When they reached the activity room, they were greeted with a rainbow of balloons on the walls, tinsel covered tables and streamers hanging from the ceiling. A large LCD screen flashed HAPPY BIRTHDAY! There were about 7 people in wheel chairs and about 10 people sitting at sporadic tables throughout the room. Marty glanced around the room and saw a woman surrounded by two young children and a younger man in his mid forties and a very dapper older man who looked about 70. The lady in the chair had a sort of glazed over expression and the youngest of the children was snuggled up in the chair with her. The family seemed very close and Marty guessed that it two was her birthday from the balloons tied to the back of her chair and the crays paper crown on her head. The young man looked strangely familiar to Marty, as if he had seen him somewhere before. His nurse dropped him off at a table, gave him a noise maker and a glass of sparkling white grape juice in a plastic champagne glass.

Marty could not shake the thought that he knew the man from somewhere. He looked over again and realized that the man was walking over to him. He sat up as straight as he could and smiled sheepishly at him as he approached. "Hello." he says.

"Hi, this may seem like a strange question, but would your name happen to be Marty Casey?"

"Yes, in fact it is. How did you know that? Let me guess, your parents were fans! How wonderful.

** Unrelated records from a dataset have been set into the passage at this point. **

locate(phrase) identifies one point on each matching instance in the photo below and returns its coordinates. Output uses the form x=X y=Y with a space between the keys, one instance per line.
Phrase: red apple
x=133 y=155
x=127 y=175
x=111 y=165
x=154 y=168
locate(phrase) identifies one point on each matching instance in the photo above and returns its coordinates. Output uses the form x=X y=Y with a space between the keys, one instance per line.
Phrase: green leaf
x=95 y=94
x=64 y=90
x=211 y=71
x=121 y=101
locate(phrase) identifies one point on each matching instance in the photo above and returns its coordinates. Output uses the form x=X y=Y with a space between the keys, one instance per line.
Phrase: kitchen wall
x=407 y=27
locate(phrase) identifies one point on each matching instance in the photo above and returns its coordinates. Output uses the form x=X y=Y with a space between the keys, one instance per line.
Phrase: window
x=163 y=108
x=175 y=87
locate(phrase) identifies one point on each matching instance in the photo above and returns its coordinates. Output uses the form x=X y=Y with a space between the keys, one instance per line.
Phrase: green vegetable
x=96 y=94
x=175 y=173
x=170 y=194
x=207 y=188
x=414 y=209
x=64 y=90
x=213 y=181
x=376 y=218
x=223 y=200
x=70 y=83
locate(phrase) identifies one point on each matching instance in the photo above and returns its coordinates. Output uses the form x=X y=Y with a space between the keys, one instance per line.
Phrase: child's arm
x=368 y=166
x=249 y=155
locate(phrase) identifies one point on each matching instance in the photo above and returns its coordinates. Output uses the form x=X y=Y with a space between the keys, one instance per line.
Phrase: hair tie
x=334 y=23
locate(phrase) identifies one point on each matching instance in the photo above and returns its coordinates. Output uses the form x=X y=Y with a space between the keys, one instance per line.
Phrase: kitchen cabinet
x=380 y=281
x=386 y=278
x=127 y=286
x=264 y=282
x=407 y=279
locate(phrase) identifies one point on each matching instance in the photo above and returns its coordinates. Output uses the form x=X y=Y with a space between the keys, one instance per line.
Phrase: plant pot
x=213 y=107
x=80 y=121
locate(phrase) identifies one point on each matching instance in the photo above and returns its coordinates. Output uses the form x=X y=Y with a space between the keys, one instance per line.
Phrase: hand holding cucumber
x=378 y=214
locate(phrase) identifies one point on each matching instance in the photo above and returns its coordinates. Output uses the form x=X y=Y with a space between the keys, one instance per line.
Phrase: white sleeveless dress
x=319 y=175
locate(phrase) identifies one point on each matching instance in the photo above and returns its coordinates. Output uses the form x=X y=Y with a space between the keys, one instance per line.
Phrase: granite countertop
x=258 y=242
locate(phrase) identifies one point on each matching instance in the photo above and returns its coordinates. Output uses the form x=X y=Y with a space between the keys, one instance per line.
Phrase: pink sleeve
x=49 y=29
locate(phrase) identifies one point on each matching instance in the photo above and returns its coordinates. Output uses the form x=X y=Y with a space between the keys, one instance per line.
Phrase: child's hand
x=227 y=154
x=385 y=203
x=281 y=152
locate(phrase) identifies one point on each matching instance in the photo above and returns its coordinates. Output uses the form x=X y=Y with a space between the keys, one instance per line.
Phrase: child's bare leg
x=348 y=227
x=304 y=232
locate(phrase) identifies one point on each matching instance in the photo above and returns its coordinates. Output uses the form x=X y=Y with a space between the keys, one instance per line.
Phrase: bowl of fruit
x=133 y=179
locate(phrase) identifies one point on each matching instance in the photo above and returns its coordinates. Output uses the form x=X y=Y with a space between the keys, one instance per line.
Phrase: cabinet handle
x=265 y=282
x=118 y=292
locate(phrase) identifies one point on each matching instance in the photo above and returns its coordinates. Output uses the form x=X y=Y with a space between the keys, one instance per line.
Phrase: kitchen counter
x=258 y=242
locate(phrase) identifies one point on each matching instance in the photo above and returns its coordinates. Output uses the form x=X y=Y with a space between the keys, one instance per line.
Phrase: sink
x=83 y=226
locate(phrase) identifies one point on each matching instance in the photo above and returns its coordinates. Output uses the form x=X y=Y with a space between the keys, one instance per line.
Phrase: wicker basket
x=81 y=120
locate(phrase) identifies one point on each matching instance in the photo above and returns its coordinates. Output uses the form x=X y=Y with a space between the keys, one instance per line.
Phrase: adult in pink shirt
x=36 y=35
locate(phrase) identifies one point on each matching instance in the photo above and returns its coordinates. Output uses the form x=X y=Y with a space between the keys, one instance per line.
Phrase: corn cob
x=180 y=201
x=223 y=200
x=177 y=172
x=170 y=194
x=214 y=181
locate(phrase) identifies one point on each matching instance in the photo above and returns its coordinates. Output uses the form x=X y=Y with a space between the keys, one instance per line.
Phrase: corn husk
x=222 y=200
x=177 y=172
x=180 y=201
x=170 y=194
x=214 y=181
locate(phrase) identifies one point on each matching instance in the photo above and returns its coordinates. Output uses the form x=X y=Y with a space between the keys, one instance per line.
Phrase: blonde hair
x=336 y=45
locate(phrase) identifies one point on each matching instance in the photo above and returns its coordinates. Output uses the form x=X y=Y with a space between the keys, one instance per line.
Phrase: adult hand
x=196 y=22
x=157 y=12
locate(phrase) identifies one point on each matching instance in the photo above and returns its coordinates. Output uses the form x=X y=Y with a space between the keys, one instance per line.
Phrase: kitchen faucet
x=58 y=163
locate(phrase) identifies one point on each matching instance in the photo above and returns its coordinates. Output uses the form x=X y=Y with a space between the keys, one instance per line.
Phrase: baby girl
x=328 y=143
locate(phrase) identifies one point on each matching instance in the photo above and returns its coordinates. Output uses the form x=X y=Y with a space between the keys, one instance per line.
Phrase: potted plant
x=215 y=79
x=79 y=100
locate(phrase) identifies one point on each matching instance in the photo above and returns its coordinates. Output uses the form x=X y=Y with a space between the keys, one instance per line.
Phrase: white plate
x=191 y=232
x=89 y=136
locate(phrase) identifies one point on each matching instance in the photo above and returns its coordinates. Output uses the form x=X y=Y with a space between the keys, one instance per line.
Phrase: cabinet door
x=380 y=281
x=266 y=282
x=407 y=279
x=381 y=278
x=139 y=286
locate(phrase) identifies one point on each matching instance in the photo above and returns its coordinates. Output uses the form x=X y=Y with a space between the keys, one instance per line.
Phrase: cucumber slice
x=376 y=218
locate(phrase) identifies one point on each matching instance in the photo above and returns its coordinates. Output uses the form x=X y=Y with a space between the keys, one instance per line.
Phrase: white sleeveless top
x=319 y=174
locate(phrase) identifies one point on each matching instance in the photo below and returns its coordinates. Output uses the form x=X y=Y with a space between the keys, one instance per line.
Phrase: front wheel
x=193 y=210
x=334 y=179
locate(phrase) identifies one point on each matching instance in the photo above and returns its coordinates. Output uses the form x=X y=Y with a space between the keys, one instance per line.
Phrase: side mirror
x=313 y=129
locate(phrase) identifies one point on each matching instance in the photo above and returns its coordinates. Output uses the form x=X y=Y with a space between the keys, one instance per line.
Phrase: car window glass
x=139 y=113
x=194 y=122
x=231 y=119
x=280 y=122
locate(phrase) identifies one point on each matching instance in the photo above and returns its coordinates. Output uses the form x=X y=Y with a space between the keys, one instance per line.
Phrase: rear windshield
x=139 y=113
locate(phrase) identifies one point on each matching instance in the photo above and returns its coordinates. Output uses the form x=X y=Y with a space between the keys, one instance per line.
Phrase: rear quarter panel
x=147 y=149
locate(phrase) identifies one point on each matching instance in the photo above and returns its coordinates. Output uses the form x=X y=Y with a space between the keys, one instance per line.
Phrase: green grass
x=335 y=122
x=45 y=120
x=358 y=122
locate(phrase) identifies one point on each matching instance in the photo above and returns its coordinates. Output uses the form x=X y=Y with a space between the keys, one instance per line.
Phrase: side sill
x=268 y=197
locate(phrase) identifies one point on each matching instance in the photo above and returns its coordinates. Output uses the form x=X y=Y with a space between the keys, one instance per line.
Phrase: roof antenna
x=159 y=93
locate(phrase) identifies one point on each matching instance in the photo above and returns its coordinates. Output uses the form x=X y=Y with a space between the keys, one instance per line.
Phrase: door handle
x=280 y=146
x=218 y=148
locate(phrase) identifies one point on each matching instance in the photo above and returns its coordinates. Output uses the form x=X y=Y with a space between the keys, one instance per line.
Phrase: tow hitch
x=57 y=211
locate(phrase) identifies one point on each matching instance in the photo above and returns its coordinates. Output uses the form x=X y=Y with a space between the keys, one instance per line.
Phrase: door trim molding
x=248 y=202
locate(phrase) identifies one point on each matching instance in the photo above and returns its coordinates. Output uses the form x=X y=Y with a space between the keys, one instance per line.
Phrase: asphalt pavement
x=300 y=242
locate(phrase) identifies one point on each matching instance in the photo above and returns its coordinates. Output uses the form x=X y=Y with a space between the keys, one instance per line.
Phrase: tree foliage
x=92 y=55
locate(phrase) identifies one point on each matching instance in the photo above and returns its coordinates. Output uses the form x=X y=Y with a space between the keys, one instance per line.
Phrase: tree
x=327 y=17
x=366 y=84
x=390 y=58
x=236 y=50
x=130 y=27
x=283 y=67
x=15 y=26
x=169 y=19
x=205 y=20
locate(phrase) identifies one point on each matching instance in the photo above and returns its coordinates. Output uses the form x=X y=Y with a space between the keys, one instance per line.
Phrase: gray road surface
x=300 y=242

"Ha! You could say that my mom was a bit of a fan."

"Aw, that is really nice. I love to know that my music touches people's lives. But I can't seem to shake the feeling that I know you from some where. That probably sounds strange."

"I get that a lot. People say I look exactly like my father, he is the man standing over there, holding my mother's hand."

"I didn't catch your name. You already know mine is Marty. What was yours?"

"Zac Efron Junior."

"Your father is Zac Efron?"

"Yes, Zac Efron is my father. The same one who was named world's best looking person of the century. That never gets old, because like I told you, I get told I look like him. But I have always been more proud to have my mother, it is her birthday today too."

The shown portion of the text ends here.